SQL stands for "structured query language". It is a standardized language going back to 1982. For the purposes of data retrieval, the main command we will use is "SELECT":

![](https://www.w3resource.com/w3r_images/select-syntax.gif)

## Plan for the workshop

* Day 1 - row filtering, group by
* Day 2 - data joins, arrays and UNNEST
* Day 3 - window functions
* Day 4 - dashboards (Looker, Dash)
* Day 5 - Querying Wikidata using SPARQL (https://www.wikidata.org/wiki/Wikidata:SPARQL_tutorial)

## SQL inside Google Sheets

As a warm up, we will start with doing simple queries inside Google Sheets.

We will use this sheet: https://docs.google.com/spreadsheets/d/19ssb71XhlcBrWnoN6a-9702QnSmZzRpt-hnps-yRNwk/edit?usp=sharing (and later another one, at this [link](https://docs.google.com/spreadsheets/d/1FRgX6DR9SRMg2eD_M1Xbl6MFGgaWZfe8XSh5PYDPjJ0/edit?usp=sharing))
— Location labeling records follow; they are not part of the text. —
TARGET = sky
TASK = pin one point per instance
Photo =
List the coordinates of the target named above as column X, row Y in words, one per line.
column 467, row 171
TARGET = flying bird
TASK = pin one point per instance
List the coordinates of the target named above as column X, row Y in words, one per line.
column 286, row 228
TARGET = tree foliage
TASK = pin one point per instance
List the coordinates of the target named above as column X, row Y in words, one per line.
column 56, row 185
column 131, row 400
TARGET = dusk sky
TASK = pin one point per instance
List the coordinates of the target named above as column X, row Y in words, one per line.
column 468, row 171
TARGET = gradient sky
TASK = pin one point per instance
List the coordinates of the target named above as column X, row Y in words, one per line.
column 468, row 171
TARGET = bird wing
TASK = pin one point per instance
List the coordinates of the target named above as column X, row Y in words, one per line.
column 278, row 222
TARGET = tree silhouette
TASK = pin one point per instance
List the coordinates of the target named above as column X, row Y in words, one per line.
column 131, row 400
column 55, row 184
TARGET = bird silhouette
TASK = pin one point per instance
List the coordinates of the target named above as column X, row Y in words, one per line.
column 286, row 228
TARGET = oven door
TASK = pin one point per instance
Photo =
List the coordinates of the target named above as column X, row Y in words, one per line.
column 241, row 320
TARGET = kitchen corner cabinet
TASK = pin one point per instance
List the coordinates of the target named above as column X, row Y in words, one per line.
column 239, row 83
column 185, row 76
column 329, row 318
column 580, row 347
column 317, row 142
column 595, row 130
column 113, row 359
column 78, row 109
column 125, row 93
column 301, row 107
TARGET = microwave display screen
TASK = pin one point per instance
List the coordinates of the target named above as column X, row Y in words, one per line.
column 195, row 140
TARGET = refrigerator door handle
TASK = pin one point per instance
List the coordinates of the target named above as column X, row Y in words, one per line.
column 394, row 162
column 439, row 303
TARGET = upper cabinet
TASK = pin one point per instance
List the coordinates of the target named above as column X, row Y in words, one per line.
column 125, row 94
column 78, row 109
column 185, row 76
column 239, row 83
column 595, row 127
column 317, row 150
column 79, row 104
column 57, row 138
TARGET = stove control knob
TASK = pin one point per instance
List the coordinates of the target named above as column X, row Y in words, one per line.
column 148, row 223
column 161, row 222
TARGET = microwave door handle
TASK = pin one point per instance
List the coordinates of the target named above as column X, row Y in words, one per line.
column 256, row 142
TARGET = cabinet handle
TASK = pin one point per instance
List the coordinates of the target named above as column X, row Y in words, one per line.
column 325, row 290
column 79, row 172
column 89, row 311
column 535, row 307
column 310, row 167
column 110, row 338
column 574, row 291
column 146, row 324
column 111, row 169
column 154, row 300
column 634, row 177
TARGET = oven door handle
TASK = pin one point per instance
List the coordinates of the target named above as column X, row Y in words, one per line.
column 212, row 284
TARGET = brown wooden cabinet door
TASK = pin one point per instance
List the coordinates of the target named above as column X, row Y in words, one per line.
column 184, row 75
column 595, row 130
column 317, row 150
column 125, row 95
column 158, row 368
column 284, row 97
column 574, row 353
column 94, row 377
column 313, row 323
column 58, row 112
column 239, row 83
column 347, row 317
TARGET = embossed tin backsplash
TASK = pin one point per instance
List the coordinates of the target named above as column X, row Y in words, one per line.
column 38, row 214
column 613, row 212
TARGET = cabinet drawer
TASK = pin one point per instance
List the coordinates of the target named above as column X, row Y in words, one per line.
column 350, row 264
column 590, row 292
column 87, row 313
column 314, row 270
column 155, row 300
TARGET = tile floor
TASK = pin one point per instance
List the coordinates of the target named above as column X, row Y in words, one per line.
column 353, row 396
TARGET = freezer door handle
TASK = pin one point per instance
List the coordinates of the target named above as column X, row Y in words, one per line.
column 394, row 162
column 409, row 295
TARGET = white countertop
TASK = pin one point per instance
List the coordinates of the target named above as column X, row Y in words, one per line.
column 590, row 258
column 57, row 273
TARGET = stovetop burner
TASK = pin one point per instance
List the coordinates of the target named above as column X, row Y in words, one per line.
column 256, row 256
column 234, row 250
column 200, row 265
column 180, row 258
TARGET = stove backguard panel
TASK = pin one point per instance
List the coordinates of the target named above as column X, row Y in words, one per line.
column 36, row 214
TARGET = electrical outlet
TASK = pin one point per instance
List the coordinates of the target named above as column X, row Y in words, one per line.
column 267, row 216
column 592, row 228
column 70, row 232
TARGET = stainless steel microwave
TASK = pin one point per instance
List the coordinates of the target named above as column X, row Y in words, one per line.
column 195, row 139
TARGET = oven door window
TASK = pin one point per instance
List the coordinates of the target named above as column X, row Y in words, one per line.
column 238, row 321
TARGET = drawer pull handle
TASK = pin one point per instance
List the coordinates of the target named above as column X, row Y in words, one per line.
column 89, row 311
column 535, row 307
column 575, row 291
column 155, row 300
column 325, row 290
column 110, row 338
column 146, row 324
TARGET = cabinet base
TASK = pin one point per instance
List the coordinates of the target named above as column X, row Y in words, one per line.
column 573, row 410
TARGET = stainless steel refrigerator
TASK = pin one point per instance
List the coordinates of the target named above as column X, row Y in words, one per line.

Sheets have a function `QUERY` that will execute a query in simplified SQL:https://support.google.com/docs/answer/3093343?hl=en

Specifics of this version of SQL are described here: https://developers.google.com/chart/interactive/docs/querylanguage

Notice that the IMDB tables do not have any information whether the item is a Netflix show or not. We are searching only using the title (column `primaryTitle`)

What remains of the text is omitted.